Doenças Autoimunes: CHLC apoia médicos na «identificação precoce da doença»

Vários médicos dos primeiros anos de especialidade participaram na 4ª edição do Curso Clínico de Autoimunidade, organizado pela Unidade de Doenças Autoimunes (UDAI) do Centro Hospitalar Lisboa Central (CHLC). Rita Ribeiro, internista no CHLC e membro da comissão organizadora, salientou a importância desta iniciativa para “uma identificação precoce da doença”. 



Segundo Rita Ribeiro, que integra o polo do Hospital Santo António dos Capuchos, este curso, que se destina a médicos dos primeiros anos de especialidade, teve como objetivo desenvolver “competências para que haja uma identificação mais precoce das doenças autoimunes (DAI) e para que a referenciação aconteça atempadamente”.

Formação suscita um "interesse crescente"
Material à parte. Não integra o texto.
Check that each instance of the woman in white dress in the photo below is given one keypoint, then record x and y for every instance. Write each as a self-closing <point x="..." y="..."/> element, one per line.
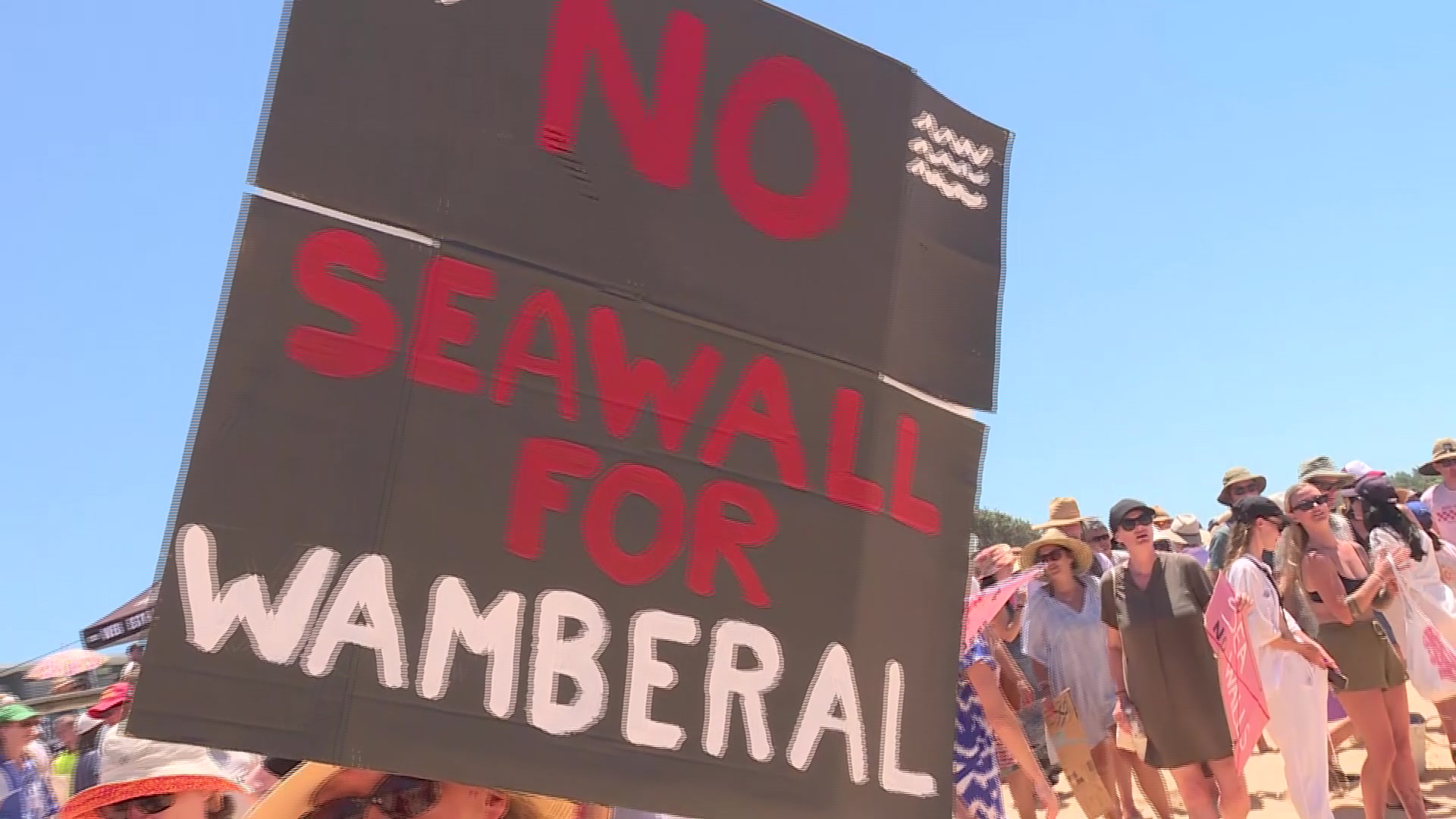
<point x="1292" y="667"/>
<point x="1065" y="639"/>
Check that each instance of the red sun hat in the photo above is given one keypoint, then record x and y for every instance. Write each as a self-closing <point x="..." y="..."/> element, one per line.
<point x="115" y="694"/>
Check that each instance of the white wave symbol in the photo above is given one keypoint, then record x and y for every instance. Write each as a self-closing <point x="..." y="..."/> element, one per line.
<point x="963" y="169"/>
<point x="948" y="188"/>
<point x="962" y="146"/>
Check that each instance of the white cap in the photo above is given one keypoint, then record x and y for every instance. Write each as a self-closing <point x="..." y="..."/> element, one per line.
<point x="1357" y="468"/>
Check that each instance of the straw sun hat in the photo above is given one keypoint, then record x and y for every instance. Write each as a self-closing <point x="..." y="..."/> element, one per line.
<point x="293" y="798"/>
<point x="1063" y="513"/>
<point x="1323" y="468"/>
<point x="1445" y="449"/>
<point x="133" y="768"/>
<point x="1238" y="475"/>
<point x="1081" y="553"/>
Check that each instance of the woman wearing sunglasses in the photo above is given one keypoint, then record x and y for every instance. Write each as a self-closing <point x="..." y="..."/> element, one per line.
<point x="142" y="779"/>
<point x="315" y="790"/>
<point x="1063" y="637"/>
<point x="1424" y="598"/>
<point x="1345" y="591"/>
<point x="1292" y="667"/>
<point x="1164" y="668"/>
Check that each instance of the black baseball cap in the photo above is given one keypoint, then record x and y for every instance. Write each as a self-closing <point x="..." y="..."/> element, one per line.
<point x="1376" y="488"/>
<point x="281" y="767"/>
<point x="1120" y="509"/>
<point x="1251" y="507"/>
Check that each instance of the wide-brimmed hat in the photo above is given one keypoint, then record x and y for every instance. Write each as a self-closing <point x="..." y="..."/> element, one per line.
<point x="1443" y="449"/>
<point x="1081" y="553"/>
<point x="993" y="557"/>
<point x="1238" y="475"/>
<point x="1063" y="512"/>
<point x="1190" y="531"/>
<point x="1323" y="468"/>
<point x="293" y="796"/>
<point x="131" y="768"/>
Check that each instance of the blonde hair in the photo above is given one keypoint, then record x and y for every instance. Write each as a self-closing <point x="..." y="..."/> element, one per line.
<point x="1292" y="545"/>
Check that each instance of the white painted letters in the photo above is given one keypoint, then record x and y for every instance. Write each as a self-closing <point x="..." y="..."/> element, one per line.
<point x="362" y="613"/>
<point x="494" y="632"/>
<point x="277" y="630"/>
<point x="752" y="684"/>
<point x="833" y="689"/>
<point x="645" y="673"/>
<point x="574" y="657"/>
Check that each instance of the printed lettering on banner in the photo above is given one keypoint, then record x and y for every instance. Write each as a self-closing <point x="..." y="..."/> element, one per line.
<point x="1244" y="703"/>
<point x="546" y="447"/>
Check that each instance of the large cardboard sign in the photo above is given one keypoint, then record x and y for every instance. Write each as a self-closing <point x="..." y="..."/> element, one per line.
<point x="457" y="516"/>
<point x="721" y="159"/>
<point x="1238" y="672"/>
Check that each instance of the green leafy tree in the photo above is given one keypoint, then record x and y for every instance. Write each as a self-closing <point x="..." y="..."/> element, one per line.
<point x="1414" y="482"/>
<point x="992" y="526"/>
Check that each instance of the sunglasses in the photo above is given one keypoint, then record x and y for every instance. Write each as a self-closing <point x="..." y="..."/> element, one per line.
<point x="1310" y="503"/>
<point x="161" y="802"/>
<point x="1130" y="522"/>
<point x="397" y="798"/>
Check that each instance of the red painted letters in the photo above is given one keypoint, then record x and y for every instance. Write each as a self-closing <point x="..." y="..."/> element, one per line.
<point x="783" y="216"/>
<point x="598" y="523"/>
<point x="545" y="309"/>
<point x="376" y="330"/>
<point x="840" y="482"/>
<point x="774" y="425"/>
<point x="761" y="406"/>
<point x="658" y="139"/>
<point x="916" y="513"/>
<point x="628" y="387"/>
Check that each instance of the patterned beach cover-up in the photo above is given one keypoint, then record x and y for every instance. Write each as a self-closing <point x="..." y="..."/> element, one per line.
<point x="977" y="779"/>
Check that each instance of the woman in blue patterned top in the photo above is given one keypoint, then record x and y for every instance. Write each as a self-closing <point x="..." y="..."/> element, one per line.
<point x="982" y="719"/>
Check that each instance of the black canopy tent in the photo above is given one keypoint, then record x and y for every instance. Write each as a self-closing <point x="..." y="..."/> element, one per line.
<point x="126" y="624"/>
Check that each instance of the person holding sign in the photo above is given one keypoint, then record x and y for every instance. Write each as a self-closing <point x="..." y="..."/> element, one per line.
<point x="1164" y="668"/>
<point x="315" y="790"/>
<point x="1292" y="665"/>
<point x="1062" y="634"/>
<point x="983" y="719"/>
<point x="1345" y="592"/>
<point x="1423" y="615"/>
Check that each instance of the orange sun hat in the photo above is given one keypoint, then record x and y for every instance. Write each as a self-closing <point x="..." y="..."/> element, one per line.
<point x="131" y="768"/>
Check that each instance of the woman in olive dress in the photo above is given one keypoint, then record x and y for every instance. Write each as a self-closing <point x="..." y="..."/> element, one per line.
<point x="1164" y="670"/>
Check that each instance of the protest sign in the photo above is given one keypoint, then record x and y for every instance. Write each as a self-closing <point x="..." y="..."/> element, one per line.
<point x="1071" y="741"/>
<point x="456" y="516"/>
<point x="721" y="159"/>
<point x="1244" y="701"/>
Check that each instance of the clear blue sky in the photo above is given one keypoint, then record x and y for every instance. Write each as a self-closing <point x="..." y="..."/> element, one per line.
<point x="1228" y="223"/>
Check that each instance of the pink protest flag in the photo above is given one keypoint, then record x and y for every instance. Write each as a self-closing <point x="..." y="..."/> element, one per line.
<point x="983" y="605"/>
<point x="1244" y="701"/>
<point x="1439" y="651"/>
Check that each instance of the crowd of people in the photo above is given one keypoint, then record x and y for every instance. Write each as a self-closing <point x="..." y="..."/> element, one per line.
<point x="1345" y="580"/>
<point x="1347" y="586"/>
Como referiu ainda, “a não ser que se trabalhe numa unidade dedicada, o contacto com estas patologias é relativamente reduzido na prática clínica diária, daí que este curso seja útil quer para os clínicos que estão no início da sua formação e pretendem dedicar-se a esta área como para aqueles que, não tendo essa intenção, querem manter e atualizar a sua bagagem de conhecimentos”.

De acordo com a responsável, a maioria dos formandos é de Lisboa, mas, nas últimas edições, "também têm vindo de outras localidades, como Barreiro, Porto e Famalicão". Um "interesse crescente" que se deve, no seu entender, ao facto de “as doenças autoimunes serem patologias multissistémicas complexas, transversais a várias especialidades”.

As várias patologias abordadas foram o lúpus eritematoso sistémico, a síndrome anticorpo antifosfolipídico, a síndrome de Sjörgen, a esclerose sistémica, as miosites, as vasculites, a artrite reumatoide e a espondilite anquilosante.



Entre os formadores  convidados da ação de formação, que decorreu na Nova Medical School – Faculdade de Ciências Médicas, esteve António Marinho, coordenador do Núcleo de Estudos das Doenças Autoimunes (NEDAI) da Sociedade Portuguesa de Medicina Interna.

Um manual que serve como "material de consulta no dia-a-dia"

Nesta edição, pela primeira vez, a organização decidiu preparar e oferecer aos médicos um manual. “Achamos que é importante ter um suporte teórico que permita consolidar e mesmo completar os conhecimentos que tentamos veicular, é uma base teórica que pode ficar com os formandos e ser-lhes útil como material de consulta no dia-a-dia”, explicou.



O manual foi feito com a colaboração dos vários elementos das Unidades e a sua organização e revisão foi da responsabilidade de Vera Bernardino e de Ana Margarida Antunes, que integram o polo do Hospital Curry Cabral.


Elementos da Comissão Organizadora: Paulo Barreto, Vera Bernardino, Rita Ribeiro, Ana Margarida Antunes, Ana Catarina Rodrigues e Marta Moitinho

Envolver a MGF para um "acompanhamento integrado dos doentes"

Dada a sua recetividade, o curso vai ter mais edições e a Comissão Organizadora pensa já em ir mais além e realizar ações específicas para a Medicina Geral e Familiar (MGF). Rita Ribeiro salienta que a abordagem e contacto com as doenças autoimunes nesse âmbito "é necessariamente diferente daquele em ambiente hospitalar" e acrescenta: 

“Achamos que seria útil e interessante fazer um curso que ajude a alertar para estas patologias de forma a permitir o diagnóstico precoce das mesmas; que aborde a gestão, as suas manifestações, terapêuticas, prevenção de complicações e atuação em circunstâncias especiais, como por exemplo a gravidez.”



Por outro lado, com essa formação, o objetivo também é “a otimização da comunicação entre os cuidados de saúde primários e cuidados hospitalares e o acompanhamento integrado dos doentes portadores de doenças autoimunes”.